In a policy proposal shared exclusively with The New York Daily News this week, Lander’s mayoral campaign suggests the city’s pension funds should step in and pay half of what it costs a city worker to buy a home anywhere in the five boroughs worth less than $1 million.
The pension funds, which control nearly $280 billion in public money, would only offer the homebuyer assistance to workers who’ve served in the municipal government for at least five years, according to Lander’s proposal. There are roughly 200,000 municipal employees in that category at the moment, including everything from cops and sanitation workers to teachers and EMTs.
As comptroller, Lander helps oversee the city’s pension system, and he said his team has calculated an initial investment of about $400 million — 0.1% of the total amount of money at the pension funds’ disposal — would help buy 1,000 homes for city workers. His plan doesn’t specify how much pension fund cash he would like to see poured into the proposed homeowner investment in total.
Lander, who’s among a sprawling field of candidates running against Mayor Eric Adams in June’s Democratic mayoral primary, wouldn’t be able to pull off such a pension investment move on his own.
Rather, he would, if elected mayor, have to convince a majority of trustees on whichever pension fund he wants to make the investment to support the move. Lander’s team said he would ultimately like to see all of the city’s five pension funds invest in homes for workers.
The trustees of the largest municipal pension fund, the New York City Employees’ Retirement System, include all of the city’s five borough presidents, the comptroller, the public advocate, the mayor and some top municipal union leaders, like the head of DC 37.
Lander suggested it wouldn’t be hard to get trustees on board, arguing the benefits of his proposal would be twofold.
For starters, the pension funds would own half of all the homes they help buy, meaning they’d also get 50% of any increase in value generated once workers sell their homes, amounting to a return on investment, Lander said.
Additionally, Lander reasoned the five-year employment requirement for eligibility is an incentive for city workers to stay in public service, a boon at a time that vacancies in the municipal ranks remain high as compared with prepandemic levels.
“Our government employees keep New York City running — they teach our kids, clean our streets, and keep our neighborhoods safe. They deserve to know that New York City has their back, and New Yorkers deserve to see the high-quality services we all rely on,” Lander said.
The city pension funds are supposed to invest money so it grows over time and covers the monthly pension payments nearly all city government employees are entitled to upon retirement.
But John Murphy, a longtime public pension plan consultant who served as the executive director of the New York City Employees’ Retirement System for 15 years, said Lander’s proposal could prove administratively complicated.

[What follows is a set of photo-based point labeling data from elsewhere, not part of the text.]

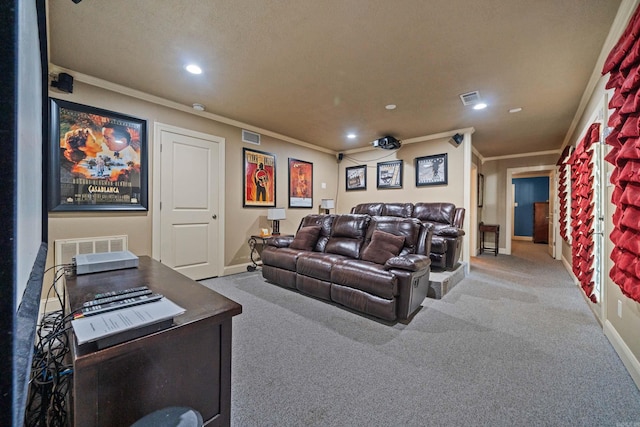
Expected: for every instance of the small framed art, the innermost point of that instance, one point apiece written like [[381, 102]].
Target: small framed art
[[356, 178], [431, 170], [300, 184], [389, 174], [259, 178]]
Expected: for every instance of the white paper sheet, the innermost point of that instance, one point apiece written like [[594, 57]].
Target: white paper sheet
[[92, 328]]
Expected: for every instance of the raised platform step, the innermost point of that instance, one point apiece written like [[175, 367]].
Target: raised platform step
[[442, 282]]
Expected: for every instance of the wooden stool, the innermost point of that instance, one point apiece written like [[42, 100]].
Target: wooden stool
[[489, 228]]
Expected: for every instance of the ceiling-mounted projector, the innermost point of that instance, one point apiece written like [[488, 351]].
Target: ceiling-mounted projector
[[387, 142]]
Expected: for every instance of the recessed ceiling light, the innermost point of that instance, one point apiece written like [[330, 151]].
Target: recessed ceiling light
[[193, 69]]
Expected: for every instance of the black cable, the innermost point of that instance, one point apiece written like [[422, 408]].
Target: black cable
[[51, 368]]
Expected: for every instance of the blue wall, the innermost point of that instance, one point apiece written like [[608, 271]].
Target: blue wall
[[528, 191]]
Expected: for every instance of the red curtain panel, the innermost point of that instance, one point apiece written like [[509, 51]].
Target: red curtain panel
[[623, 66], [582, 206]]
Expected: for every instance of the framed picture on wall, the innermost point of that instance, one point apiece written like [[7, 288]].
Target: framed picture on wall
[[356, 178], [480, 190], [300, 184], [259, 174], [97, 159], [389, 174], [431, 170]]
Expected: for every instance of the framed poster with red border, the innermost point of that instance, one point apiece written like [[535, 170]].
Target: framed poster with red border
[[259, 172], [300, 184], [97, 159]]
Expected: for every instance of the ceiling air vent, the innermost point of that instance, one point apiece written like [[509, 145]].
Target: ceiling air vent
[[470, 98], [250, 137]]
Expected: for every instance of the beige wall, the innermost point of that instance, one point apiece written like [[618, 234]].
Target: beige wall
[[240, 222], [452, 192]]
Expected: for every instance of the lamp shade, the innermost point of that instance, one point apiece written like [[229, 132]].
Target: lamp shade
[[327, 204], [276, 214]]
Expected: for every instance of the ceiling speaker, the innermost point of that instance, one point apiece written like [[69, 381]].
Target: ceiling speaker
[[456, 140], [64, 83]]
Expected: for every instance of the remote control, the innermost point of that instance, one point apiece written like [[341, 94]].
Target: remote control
[[129, 302], [122, 292], [114, 298]]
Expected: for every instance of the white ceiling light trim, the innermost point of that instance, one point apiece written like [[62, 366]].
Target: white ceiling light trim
[[193, 69]]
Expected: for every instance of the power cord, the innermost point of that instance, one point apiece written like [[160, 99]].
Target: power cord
[[51, 367]]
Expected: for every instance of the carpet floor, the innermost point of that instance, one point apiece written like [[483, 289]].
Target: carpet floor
[[513, 344]]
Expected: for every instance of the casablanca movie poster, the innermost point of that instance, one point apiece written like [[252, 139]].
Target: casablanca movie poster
[[259, 178], [98, 159]]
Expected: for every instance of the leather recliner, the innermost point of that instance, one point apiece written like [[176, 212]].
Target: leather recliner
[[446, 219]]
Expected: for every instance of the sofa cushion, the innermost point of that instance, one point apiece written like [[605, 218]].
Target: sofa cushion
[[285, 258], [365, 276], [439, 245], [403, 210], [325, 222], [348, 235], [306, 238], [409, 228], [373, 209], [382, 247], [317, 265], [435, 212]]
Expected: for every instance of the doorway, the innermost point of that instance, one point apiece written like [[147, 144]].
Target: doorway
[[188, 183], [528, 172]]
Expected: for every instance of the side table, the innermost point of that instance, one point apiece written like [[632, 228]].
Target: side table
[[489, 228], [255, 241]]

For the pension funds to co-own thousands of individual residences would require a “very slick management operation,” given all the complications that people already face in purchasing a home, Murphy noted.
Still, Murphy called it an “incredibly interesting” idea that’s likely to provide a reliable rate of return, given that real estate in the city is considered a safe investment that almost always grows in value. He also noted the city’s pension funds already hold major investments in real estate, including mortgage-based bonds.

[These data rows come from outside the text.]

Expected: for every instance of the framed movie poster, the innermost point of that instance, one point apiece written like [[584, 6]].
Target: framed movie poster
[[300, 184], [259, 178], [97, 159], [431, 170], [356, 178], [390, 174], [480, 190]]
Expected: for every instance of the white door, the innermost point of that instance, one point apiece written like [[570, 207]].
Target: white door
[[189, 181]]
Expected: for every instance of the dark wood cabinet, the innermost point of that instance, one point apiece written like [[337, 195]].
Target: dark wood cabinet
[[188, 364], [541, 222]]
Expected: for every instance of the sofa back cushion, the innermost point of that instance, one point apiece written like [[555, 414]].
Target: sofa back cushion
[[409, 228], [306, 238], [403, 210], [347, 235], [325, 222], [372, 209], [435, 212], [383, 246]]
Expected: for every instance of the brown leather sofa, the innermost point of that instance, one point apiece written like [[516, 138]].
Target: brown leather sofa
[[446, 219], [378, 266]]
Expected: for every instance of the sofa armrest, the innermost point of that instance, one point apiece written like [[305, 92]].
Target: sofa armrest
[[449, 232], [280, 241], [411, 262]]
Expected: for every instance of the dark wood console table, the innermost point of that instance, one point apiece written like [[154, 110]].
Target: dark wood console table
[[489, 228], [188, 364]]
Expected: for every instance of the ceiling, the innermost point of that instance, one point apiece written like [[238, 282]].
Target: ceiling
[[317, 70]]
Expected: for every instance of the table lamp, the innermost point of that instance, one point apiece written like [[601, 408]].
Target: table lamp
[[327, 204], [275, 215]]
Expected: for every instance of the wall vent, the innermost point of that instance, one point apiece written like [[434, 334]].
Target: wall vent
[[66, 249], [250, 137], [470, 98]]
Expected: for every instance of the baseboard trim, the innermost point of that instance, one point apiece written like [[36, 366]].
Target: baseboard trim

“If it works the way they they think it would work, it would have a tremendous effect both for the pension funds and for city workers,” Murphy told the Daily News.
A spokesman for Adams’ reelection campaign didn’t return a request for comment on Lander’s proposal.

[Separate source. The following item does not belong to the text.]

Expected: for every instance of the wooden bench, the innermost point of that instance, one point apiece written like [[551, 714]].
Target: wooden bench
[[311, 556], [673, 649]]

The proposal comes as housing affordability and availability remains a severe problem in New York.
According to public data, the median price to buy a home in the city is $785,000, a 15% jump from prepandemic levels.
Meantime, rents are at an all-time high while the number of available apartments in the city are at nearly all-time lows, a combination that has also resulted in the city’s homeless shelter population being at the highest level in history.
Housing is among a handful of issues expected to be front and center in this year’s mayoral race. The Democratic mayoral primary is set for June 24.